Your going to have to get creative where you are putting the snow and your going to be doing a lot of back blading unless you have a rear plow on your truck. 

A skid steer would be good for that, but are they willing to pay the price and can you store it there?

And you better make sure the person running it knows what they are doing or your going to be replacing a lot of grass in the summer. 

No two ways around it, this is one tough property.

If this is going to be your only property and you can spend the time on it go for it.

Normally a 1/2 acre property should only take 20 to 30 minutes to plow for a 3" storm but this one, I would double the time and add in a extra 20 to 30 minutes to play it safe. 

And I personally would add in another 30 minutes for the pita factor.
If you want it, don't do that because it will increase the pricing. 

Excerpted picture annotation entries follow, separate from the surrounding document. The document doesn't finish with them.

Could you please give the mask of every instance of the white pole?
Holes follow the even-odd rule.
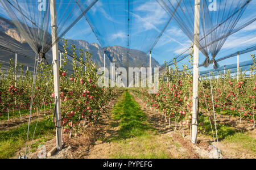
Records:
[[[142,66],[141,66],[141,85],[142,85],[142,84],[143,84],[143,69],[142,69],[143,68],[142,68],[143,67],[142,67]]]
[[[17,57],[18,54],[15,53],[15,87],[17,86]]]
[[[137,86],[138,86],[138,87],[139,87],[139,71],[137,75],[138,75],[138,77],[137,78]]]
[[[51,22],[52,24],[52,60],[53,63],[53,79],[54,91],[56,99],[56,147],[57,150],[62,149],[62,133],[60,113],[60,75],[59,66],[58,43],[56,41],[57,37],[57,18],[56,10],[56,0],[50,0],[51,8]]]
[[[106,88],[106,51],[104,51],[104,88]]]
[[[151,51],[150,53],[150,86],[151,84],[151,75],[152,75],[152,70],[151,70]],[[150,86],[151,87],[151,86]]]
[[[199,26],[200,0],[195,0],[195,30],[194,30],[194,64],[193,71],[193,109],[192,109],[192,134],[191,142],[196,143],[197,134],[197,107],[198,96],[198,78],[199,78]]]
[[[239,80],[239,52],[237,52],[237,81]]]
[[[62,65],[62,53],[60,51],[60,68],[61,68]]]

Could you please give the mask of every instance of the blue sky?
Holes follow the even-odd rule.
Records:
[[[256,17],[255,1],[253,0],[250,2],[240,19],[241,22],[238,22],[238,25],[248,18]],[[84,40],[90,43],[97,42],[102,47],[113,45],[127,47],[129,34],[130,48],[148,52],[161,31],[167,25],[170,16],[155,0],[130,0],[130,29],[128,29],[127,2],[127,0],[99,0],[86,15],[97,36],[95,36],[88,23],[83,17],[66,34],[65,37]],[[3,11],[3,10],[1,9],[0,12]],[[1,13],[2,15],[5,15],[5,12]],[[230,36],[216,58],[255,44],[255,35],[256,22],[254,22]],[[172,20],[153,48],[152,57],[160,64],[162,64],[164,61],[170,61],[180,54],[191,43],[175,22]],[[255,53],[254,51],[241,55],[240,61],[250,60],[250,54]],[[205,57],[200,53],[199,62],[203,62],[204,59]],[[187,60],[185,59],[180,62],[179,66],[187,64]],[[218,63],[224,65],[236,62],[236,57],[233,57],[222,61]],[[200,69],[205,69],[201,67]]]
[[[93,23],[100,32],[104,33],[100,36],[100,41],[103,46],[110,45],[127,46],[127,1],[99,1],[91,9],[88,15]],[[131,1],[130,9],[130,48],[146,51],[152,46],[152,42],[159,35],[160,31],[169,19],[168,14],[155,1]],[[248,6],[241,20],[248,17],[256,17],[254,8],[255,1],[253,1]],[[80,30],[76,31],[76,30]],[[104,31],[102,31],[104,30]],[[76,33],[74,34],[74,32]],[[216,58],[228,55],[256,44],[256,22],[254,22],[243,29],[230,36]],[[69,31],[66,37],[73,39],[82,39],[89,42],[98,42],[92,30],[82,18],[77,25]],[[160,64],[164,61],[169,61],[187,49],[192,42],[172,20],[152,50],[152,57]],[[255,52],[242,54],[241,61],[250,60],[250,54]],[[204,56],[200,54],[200,63],[204,61]],[[179,63],[187,64],[187,60]],[[220,62],[221,65],[237,62],[236,57]],[[203,68],[203,69],[204,69]]]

do a update if you get it and after the first storm how it was.


----------



## cjames808 (Dec 18, 2015)

I had one for two seasons with the same layout, duplex condos in a culdesac. 

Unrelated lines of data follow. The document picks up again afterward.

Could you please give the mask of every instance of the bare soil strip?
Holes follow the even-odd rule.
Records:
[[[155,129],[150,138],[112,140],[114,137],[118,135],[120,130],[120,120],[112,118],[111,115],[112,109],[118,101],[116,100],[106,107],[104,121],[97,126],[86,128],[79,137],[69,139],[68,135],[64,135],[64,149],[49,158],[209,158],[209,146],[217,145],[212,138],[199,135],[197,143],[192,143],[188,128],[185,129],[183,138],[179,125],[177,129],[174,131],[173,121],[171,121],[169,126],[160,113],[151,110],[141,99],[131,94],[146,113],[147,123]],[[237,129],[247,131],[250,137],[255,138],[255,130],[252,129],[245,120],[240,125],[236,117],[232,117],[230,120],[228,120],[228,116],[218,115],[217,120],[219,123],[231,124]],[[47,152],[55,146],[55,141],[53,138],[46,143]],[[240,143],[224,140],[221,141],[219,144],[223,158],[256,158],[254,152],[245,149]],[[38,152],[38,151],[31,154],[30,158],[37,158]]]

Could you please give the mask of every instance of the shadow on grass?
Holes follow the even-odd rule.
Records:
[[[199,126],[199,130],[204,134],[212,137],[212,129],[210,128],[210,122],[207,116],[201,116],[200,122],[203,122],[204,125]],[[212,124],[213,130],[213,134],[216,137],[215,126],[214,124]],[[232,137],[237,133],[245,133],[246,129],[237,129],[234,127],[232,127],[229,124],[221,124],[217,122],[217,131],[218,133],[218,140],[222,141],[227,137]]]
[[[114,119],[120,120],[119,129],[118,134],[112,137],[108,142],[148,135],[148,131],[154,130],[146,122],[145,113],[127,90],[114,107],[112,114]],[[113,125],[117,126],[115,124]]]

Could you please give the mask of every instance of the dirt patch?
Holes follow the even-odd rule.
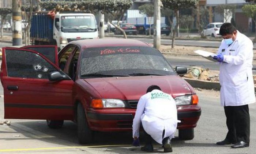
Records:
[[[194,53],[194,51],[199,50],[216,54],[218,52],[218,48],[176,46],[173,48],[171,46],[161,45],[159,51],[161,52],[166,54],[198,55]],[[253,50],[253,58],[256,59],[256,50]]]

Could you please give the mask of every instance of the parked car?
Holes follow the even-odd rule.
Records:
[[[117,20],[112,20],[111,21],[111,23],[112,23],[114,25],[116,25],[116,26],[117,25]],[[121,25],[123,23],[123,21],[119,21],[118,23],[118,25]],[[114,26],[113,25],[111,24],[110,23],[109,23],[109,26],[110,26],[110,30],[112,31],[113,32],[114,32],[116,30],[116,27]]]
[[[174,70],[149,44],[87,39],[57,53],[54,46],[3,48],[5,118],[46,119],[52,128],[72,121],[79,143],[91,143],[94,131],[131,131],[138,100],[154,84],[175,100],[179,137],[193,138],[201,111],[195,90],[178,75],[187,68]]]
[[[151,34],[154,34],[154,25],[151,27]],[[171,32],[170,26],[165,24],[161,24],[161,34],[165,34],[169,36]],[[145,31],[145,34],[147,35],[149,35],[149,28],[147,28]]]
[[[204,27],[201,32],[201,36],[202,37],[207,36],[211,36],[213,37],[221,37],[219,33],[219,29],[222,24],[222,23],[210,23]]]
[[[126,34],[137,35],[138,33],[137,28],[133,24],[122,24],[120,27],[124,31]],[[123,33],[118,29],[116,28],[114,33],[116,35],[122,34]]]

We didn’t have to do the road but put the snow off to the sides of drives and in the center island. 

And they all payed separate=nightmare. No one parked outside was nice, bunch of white hares and snow birds.


----------



## JMHConstruction (Aug 22, 2011)

To me this is a perfect property for a skid steer. VERY tight for a truck, especially one of any length. Do you know anyone with a skid that does snow work? You could sub it out, make a little money, and save yourself the headache. Just my thoughts, but there isn't a whole lot of reversing room. Can it be done, yes. Will it take at least twice as long as it looks, probably.


----------



## Randall Ave (Oct 29, 2014)

Its not working out because that is a pain in the butt account. Bid it high enough to be worth your while.


----------



## Mark Oomkes (Dec 10, 2000)

That would be a breeze for a tractor/inverted blower.


----------



## CowboysLC_DE (Aug 17, 2013)

First things first, their is a 50/50 shot that they are just looking for someone cheaper so make sure you are making your money!
What truck/plow/salt spreader do you have?
Do they want salt or sand?
With a truck and 8' v plow you are looking at around 90 minutes for your first season and you should be able to get it down to 60 minutes by the end of the season. 5 minutes to salt. 
Make sure you state in your agreement/contract that you will get close or within 2-3' of any vehicles parked outside but returning to clear any areas where a vehicle was parked in the way will cost $XX for each returning visit.
*Also, is the community mailbox that little shed looking building in the second parking lot on the left? If so you should be able to plow that out and shouldn't need to shovel. (Maybe plan on shoveling the first few storms until you get comfortable plowing everything)


----------



## Indycorp (Oct 24, 2015)

That lot is not tough at all. One truck (V blade preferred) and either a 4 wheeler with a plow or a spray-way with a plow. Just make sure you leave room for future events to pile snow.


----------



## Mr.Markus (Jan 7, 2010)

Mark Oomkes said:


> That would be a breeze for a tractor/inverted blower.


No, it's gotta be done Linda's Way...


----------



## Indycorp (Oct 24, 2015)

I hear ya brother. LOL


----------



## jt101319 (Dec 2, 2018)

Thank you for all your suggestions and information. It really helped me


----------